Stare pocztówki, książki, płyty, różnorodne antyki – to wszystko i znacznie więcej można kupić na Flohmarktach, czyli pchlich targach organizowanych co jakiś czas w największym mieście nad Odrą.
Taniej już tylko na targowiskach? Okazuje się, że tak! Rynek staroci w naszych zachodnich sąsiadów jest o wiele bardziej bogatszy niż u nas. Ta obfitość przekłada się na ceny, które są niezwykle atrakcyjne. W Berlinie dobrej jakości antyki z XIX wieku można kupić już za kilkadziesiąt euro. Równie tanie są na przykład stare meble, które co prawda wymagają odnowienia, ale później prezentują się naprawdę imponująco.
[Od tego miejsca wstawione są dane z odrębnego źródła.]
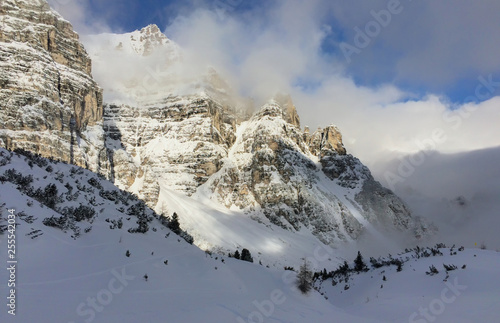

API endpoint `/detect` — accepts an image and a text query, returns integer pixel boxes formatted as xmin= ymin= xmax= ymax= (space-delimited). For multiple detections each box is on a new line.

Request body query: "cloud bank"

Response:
xmin=158 ymin=0 xmax=500 ymax=164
Oprócz klasycznych targowisk z antykami, warto odwiedzić też miejsca, gdzie wystawiane na sprzedaż są rozmaite rzeczy używane. Można nabyć tam dosłownie wszystko, od artykułów gospodarstwa domowego, przez odzież, meble, elektronikę, aż po książki i obrazy. Towary te pochodzą głownie z mieszkań po zmarłych. Gdy właściciele umierają, najbliżsi wystawiają na sprzedaż całe wyposażenie lokalu. W ten oto sposób można za bezcen umeblować sobie na przykład salon.
Dużym zainteresowaniem w Niemczech cieszą się również tak zwane „wystawki”
(po niemiecku – Spermüll), czyli wszystko za darmo. Chodzi tu o różne, niepotrzebne przedmioty wystawiane w określonym dniu przez właścicieli posesji przed domem lub na chodniku. Łowcy okazji znajdą tam na przykład meble w idealnym stanie, lodówki, telewizory oraz sprzęt sportowy.
Informacje o terminach targów staroci oraz “wystawek” można znaleźć w regionalnej prasie, na stronach internetowych urzędów gmin i miast oraz na wyspecjalizowanych stronach internetowych. Warto się pośpieszyć, bo najatrakcyjniejsze przedmioty szybko znikają, więc kto pierwszy ten lepszy.